Start-up culture often invokes images of a small handful of people, working in a cramped space, creating some new technology with nothing but sweat and determination. But IoT has a lot more challenges than your typical app or even hardware start-up might experience.
Arrow is looking to give the little guys a shot a innovating in the Internet of Things (IoT) space.
The global electronics supplier recently partnered with crowdfunding platform to create a "crowdfund-to-production platform" that will give entrepreneurs and their IoT-related projects direct access to Arrow's design tools, engineering experts, prototype services, manufacturing support, and supply chain management.
Projects will also be given access to Arrow engineers for one-on-one consultations (via HD video through Arrow's website) as well as discounts on materials and design software.
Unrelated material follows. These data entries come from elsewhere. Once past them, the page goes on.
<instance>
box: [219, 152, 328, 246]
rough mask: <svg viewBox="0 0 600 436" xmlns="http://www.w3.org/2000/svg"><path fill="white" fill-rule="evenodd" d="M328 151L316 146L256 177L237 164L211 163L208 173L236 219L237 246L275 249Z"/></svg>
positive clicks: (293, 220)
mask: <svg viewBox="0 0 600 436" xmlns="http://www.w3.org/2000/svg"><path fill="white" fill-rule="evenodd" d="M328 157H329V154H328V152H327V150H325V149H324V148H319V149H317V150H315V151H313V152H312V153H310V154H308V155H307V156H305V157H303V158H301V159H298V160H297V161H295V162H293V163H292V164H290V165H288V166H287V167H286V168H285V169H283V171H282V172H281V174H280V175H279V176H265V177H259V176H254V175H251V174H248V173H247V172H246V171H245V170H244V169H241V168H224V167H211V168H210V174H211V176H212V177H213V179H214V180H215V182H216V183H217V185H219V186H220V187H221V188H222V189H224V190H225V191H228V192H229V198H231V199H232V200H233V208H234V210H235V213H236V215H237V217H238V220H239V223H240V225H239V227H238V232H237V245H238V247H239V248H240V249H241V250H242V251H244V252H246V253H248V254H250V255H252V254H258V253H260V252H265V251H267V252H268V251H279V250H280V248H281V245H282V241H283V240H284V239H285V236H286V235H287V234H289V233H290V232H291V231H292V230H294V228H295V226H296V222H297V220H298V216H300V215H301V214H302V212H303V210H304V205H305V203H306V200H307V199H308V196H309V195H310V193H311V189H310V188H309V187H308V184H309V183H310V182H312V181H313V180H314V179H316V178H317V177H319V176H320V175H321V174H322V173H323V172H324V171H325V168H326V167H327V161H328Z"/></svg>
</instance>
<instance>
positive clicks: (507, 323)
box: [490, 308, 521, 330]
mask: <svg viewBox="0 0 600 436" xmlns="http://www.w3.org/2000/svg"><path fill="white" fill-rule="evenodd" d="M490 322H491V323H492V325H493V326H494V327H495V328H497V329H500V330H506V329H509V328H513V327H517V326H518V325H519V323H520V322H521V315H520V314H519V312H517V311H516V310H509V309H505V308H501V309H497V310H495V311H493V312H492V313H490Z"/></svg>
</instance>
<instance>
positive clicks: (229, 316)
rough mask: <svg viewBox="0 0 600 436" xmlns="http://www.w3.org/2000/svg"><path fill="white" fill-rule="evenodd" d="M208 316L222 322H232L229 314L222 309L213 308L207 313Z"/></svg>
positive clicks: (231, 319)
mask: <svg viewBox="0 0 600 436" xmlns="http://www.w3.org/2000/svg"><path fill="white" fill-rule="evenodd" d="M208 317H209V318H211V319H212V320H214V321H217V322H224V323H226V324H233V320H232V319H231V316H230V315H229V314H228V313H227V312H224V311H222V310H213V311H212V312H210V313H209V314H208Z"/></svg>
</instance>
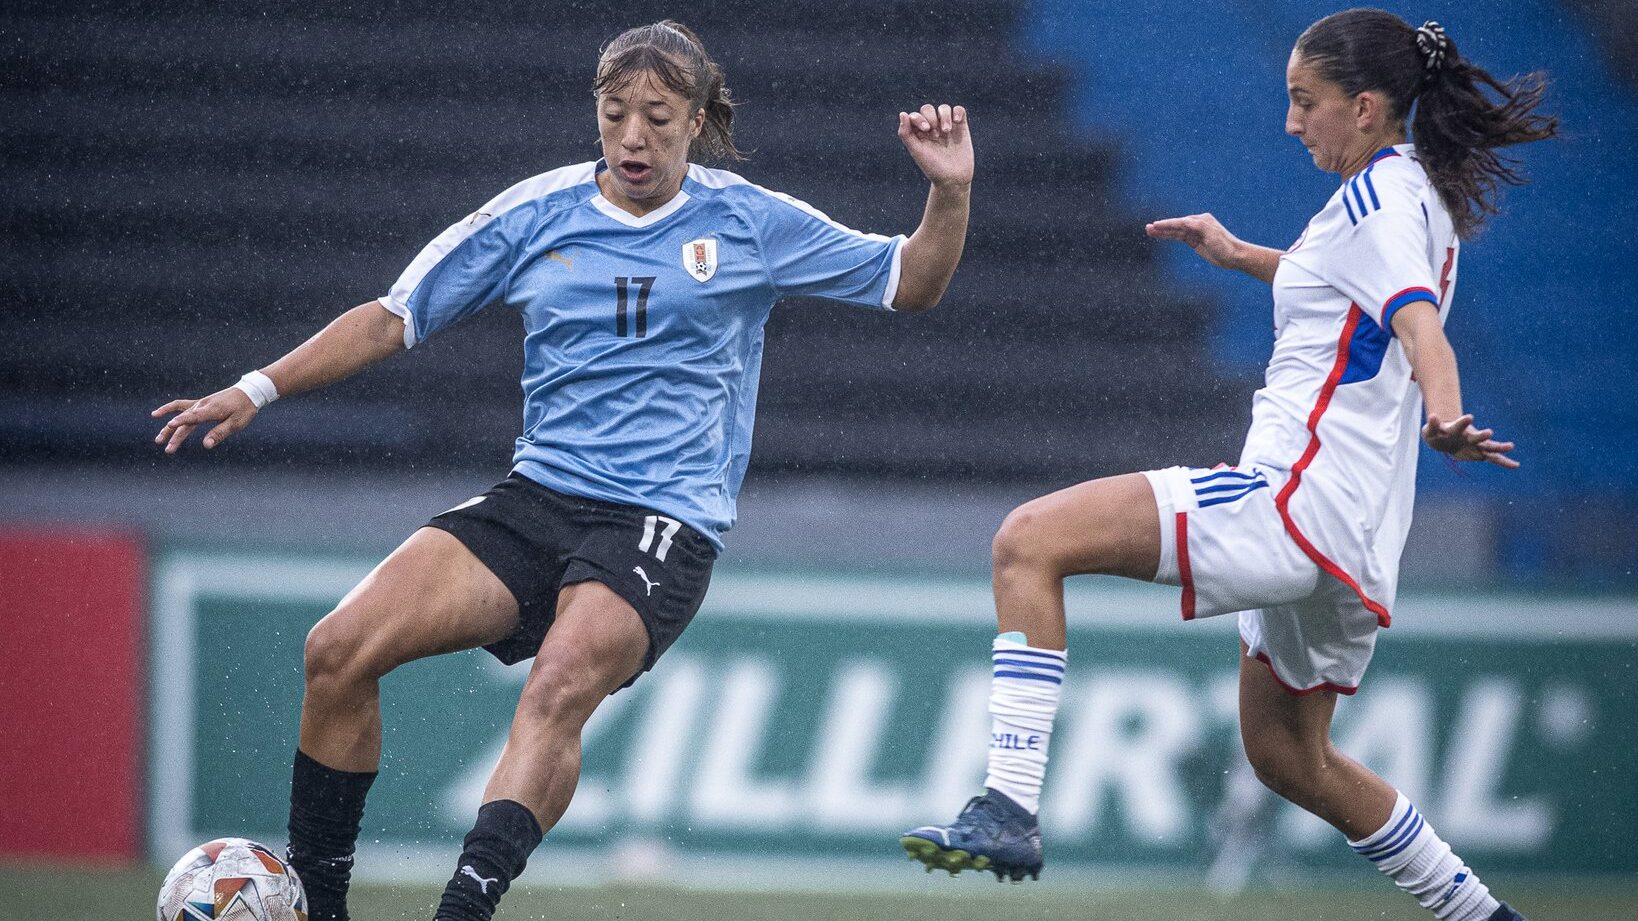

All in, the company says the total package of benefits is worth up to ₹3.38 crore ($500,000).
Arrow will review all projects submitted for the platform and access them based on technical feasibility, manufacturability, and overall impact.
"If you ask an electrical engineer, they're surprised to know that Arrow really has a whole design capability," Matt Anderson, Arrow's chief digital officer, told Design News prior to the partnership announcement, which was made at the 2016 Maker Faire in San Francisco.
Figure 1: Solar Roadways, a successful Indiegogo looking to create energy-harvesting panels for roads, has already enjoyed support from Arrow. (Source: Indiegogo)
Start-up culture often invokes images of a small handful of people, working in a cramped space, creating some new technology with nothing but sweat and determination. But IoT has a lot more challenges than your typical app or even hardware start-up might experience. "What makes it double hard for smaller companies is that the ecosystem surrounding the hardware space was not meant to help small companies, especially before companies like Digi-Key and Mouser came along," Anderson said. "Business schools and technical schools aren't training students to be IoT entrepreneurs. They're training them to be last revolution's entrepreneurs. They don't take electrical engineering, for example, and combine it with marketing and supply chain management. There's no degree like that, but that's what it takes to be able to do this."
Arrow's goal is to help break down some of these hurdles. "The challenge in the [IoT] space that's really different from the Internet revolution or the app revolution is that all you needed in the Internet revolution was like jogging pants, 15 guys, a house, and Cheetos, and you can literally get together and start typing on a computer and make something from nothing," Anderson said. "But this isn't like that. You need to know materials science, FCC certification, you've got reverse logistics, and all of the same stuff—like marketing and software development—that you had in the Internet revolution, but a lot more need and a lot more complexity and skills."
But what about risk? How do you leverage the opportunity of finding the next big crowdsourced technology like the Oculus Rift, versus a high-profile potential failure like the Google-acquired Nest?
Anderson clarified that Arrow's partnership is not private equity or venture capital for companies.
"We're not giving people money in exchange for equity in a company. Our relationship with companies is really around that we will dedicate resources to help you design, prototype, manufacture, connect to the cloud, and scale up." He said that rather than having a venture arm, Arrow believes it can create value and takes its share of value through the commercial relationship it will establish with companies. "We help them get connected that's how we get value out of the relationship with the customer—from all of our free design services and tools."
Before establishing the new platform Arrow had already previously worked with two successful Indiegogo campaigns. Solar Roadways, a company that creates solar panels that can be built into roads to turn them into energy harvesting arrays, raised more than ₹13.51 crore ($2 million) in funding on Indiegogo and is currently installing its first arrays in Idaho with Arrow's support. The other project, Jibo, is a voice command "social robot" (similar to Samsung's Otto) meant to act as a home assistant and control device in your smart home. The robot raised ₹20.27 crore ($3 million) on Indiegogo and is currently taking product orders.
Anderson said moves like the Arrow/Indiegogo partnership are going to become more and more necessary as IoT technologies alter the marketplace. Digital technology is allowing start-ups and smaller companies to scale at a pace that larger companies can't keep up with—hence why most larger companies look for acquisitions rather than doing development in-house. "Digital lets you scale when the existing market model is breaking," Anderson said. "That's what's happening right now. The market is fragmenting. The share of R&D projects is not at Nike, Google, or Facebook anymore. It's way into crowdsourcing and Nike, Google, Facebook, and others are just watching these to find what they should buy."
Arrow is betting that this shift will continue to lower the barriers to entry—meaning R&D dollars around true IoT innovation will move out of the big companies and into small ones. "I can get a virtual team from a virtual labour pool, I can get prototype quantities online, I can get access to all of the data sheets," Anderson said. "And now [Arrow is] providing our most precious resource, engineering time, on the Internet. So what more do you really need to take a shot at something?"